The function has two cases:

1) Base case - List is empty There is no maximum, return NONE

2) List is not empty - Since the list is not empty, the list will have a head (the first element) and a tail (all elements except the first). Note that the tail will be empty for a list with one element.

The idea here is that for non-empty lists, calculate the maximum for the tail of the list recursively, tl_ans ("tail answer" or maximum among the tail) in your function. Since we know the maximum among all the elements except the first element (the head), now the maximum of the whole list is just the maximum among tl_ans and head of the list.

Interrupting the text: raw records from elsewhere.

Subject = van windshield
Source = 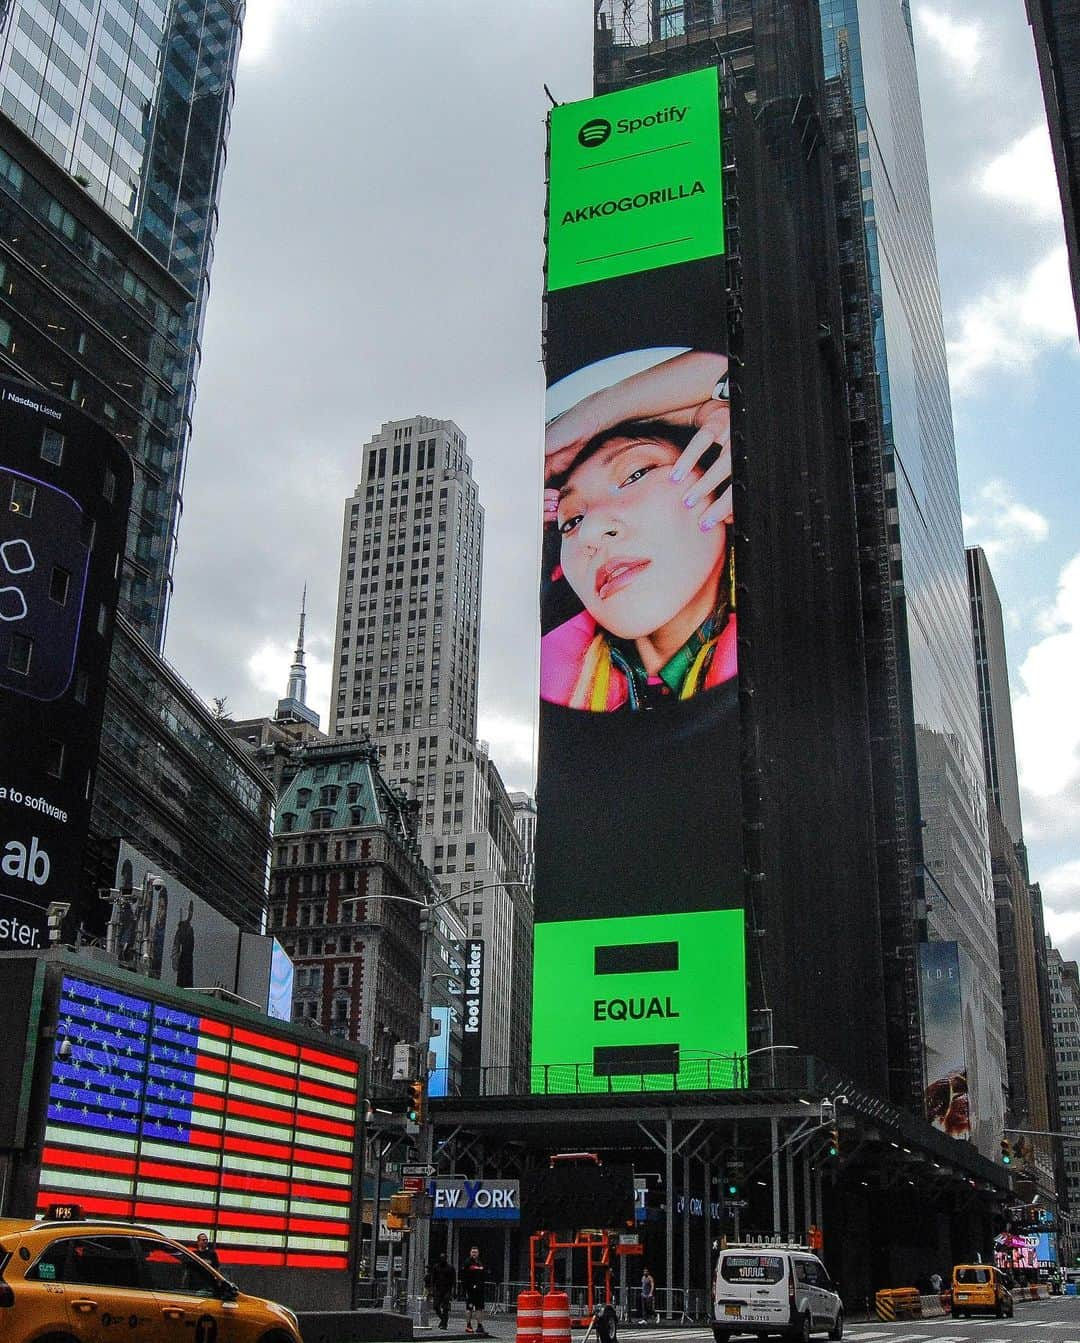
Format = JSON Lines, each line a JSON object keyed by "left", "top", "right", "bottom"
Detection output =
{"left": 721, "top": 1256, "right": 784, "bottom": 1284}
{"left": 956, "top": 1268, "right": 991, "bottom": 1284}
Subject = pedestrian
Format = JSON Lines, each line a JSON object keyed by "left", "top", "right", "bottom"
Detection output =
{"left": 193, "top": 1233, "right": 220, "bottom": 1269}
{"left": 462, "top": 1245, "right": 489, "bottom": 1335}
{"left": 431, "top": 1253, "right": 456, "bottom": 1330}
{"left": 640, "top": 1266, "right": 656, "bottom": 1323}
{"left": 930, "top": 1271, "right": 943, "bottom": 1294}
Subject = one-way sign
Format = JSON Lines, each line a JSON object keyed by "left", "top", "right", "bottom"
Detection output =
{"left": 402, "top": 1163, "right": 436, "bottom": 1177}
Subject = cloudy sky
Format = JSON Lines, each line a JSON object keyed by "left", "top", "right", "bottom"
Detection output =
{"left": 165, "top": 2, "right": 1080, "bottom": 952}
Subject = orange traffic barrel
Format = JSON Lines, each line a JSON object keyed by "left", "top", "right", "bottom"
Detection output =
{"left": 542, "top": 1290, "right": 571, "bottom": 1343}
{"left": 517, "top": 1290, "right": 543, "bottom": 1343}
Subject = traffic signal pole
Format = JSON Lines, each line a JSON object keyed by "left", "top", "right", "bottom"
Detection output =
{"left": 405, "top": 906, "right": 435, "bottom": 1326}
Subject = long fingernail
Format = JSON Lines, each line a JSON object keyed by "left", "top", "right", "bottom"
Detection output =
{"left": 683, "top": 494, "right": 698, "bottom": 509}
{"left": 670, "top": 466, "right": 686, "bottom": 483}
{"left": 700, "top": 515, "right": 719, "bottom": 531}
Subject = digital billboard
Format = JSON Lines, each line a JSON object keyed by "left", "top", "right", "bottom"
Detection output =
{"left": 920, "top": 941, "right": 971, "bottom": 1140}
{"left": 534, "top": 69, "right": 746, "bottom": 1092}
{"left": 35, "top": 974, "right": 360, "bottom": 1268}
{"left": 0, "top": 378, "right": 132, "bottom": 951}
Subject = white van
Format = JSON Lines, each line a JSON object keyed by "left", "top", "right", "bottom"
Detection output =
{"left": 712, "top": 1245, "right": 843, "bottom": 1341}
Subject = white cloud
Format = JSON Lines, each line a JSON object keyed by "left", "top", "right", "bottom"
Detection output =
{"left": 1013, "top": 556, "right": 1080, "bottom": 845}
{"left": 976, "top": 123, "right": 1062, "bottom": 220}
{"left": 947, "top": 246, "right": 1077, "bottom": 395}
{"left": 963, "top": 478, "right": 1049, "bottom": 562}
{"left": 477, "top": 710, "right": 536, "bottom": 793}
{"left": 914, "top": 5, "right": 983, "bottom": 81}
{"left": 1041, "top": 860, "right": 1080, "bottom": 956}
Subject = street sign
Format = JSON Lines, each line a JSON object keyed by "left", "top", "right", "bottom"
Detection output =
{"left": 723, "top": 1198, "right": 749, "bottom": 1209}
{"left": 403, "top": 1176, "right": 425, "bottom": 1193}
{"left": 618, "top": 1234, "right": 640, "bottom": 1246}
{"left": 402, "top": 1164, "right": 436, "bottom": 1177}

On each recursive call, the input size is reduced by 1 because we are just passing the tail of the list (that is, without first element). This would finally call the base case when it has got a list with only one element for which the tail is empty. From there, on it's way back from each recursive call, the head for that recursive call would be compared with what returned from the recursion.

Here is an illustration:

max [5,2,6,4]

tl_ans = max [2,6,4], hd = 5
         |
         |=>tl_ans = max [6,4], hd = 2
                   |
                   |=>tl_ans = max [4], hd = 6
                               |
                               |=>tl_ans = max [], hd = 4
                                           |
                                           |<= None (Base case)

                                <= Some 4, comparing tl_ans (None) and hd (4)
                    <== Some 6, comparing tl_ans (Some 4) and hd (6)
        <= Some 6, comparing tl_ans (Some 6) and hd (2)
<= Some 6, comparing tl_ans (some 6) and hd (5)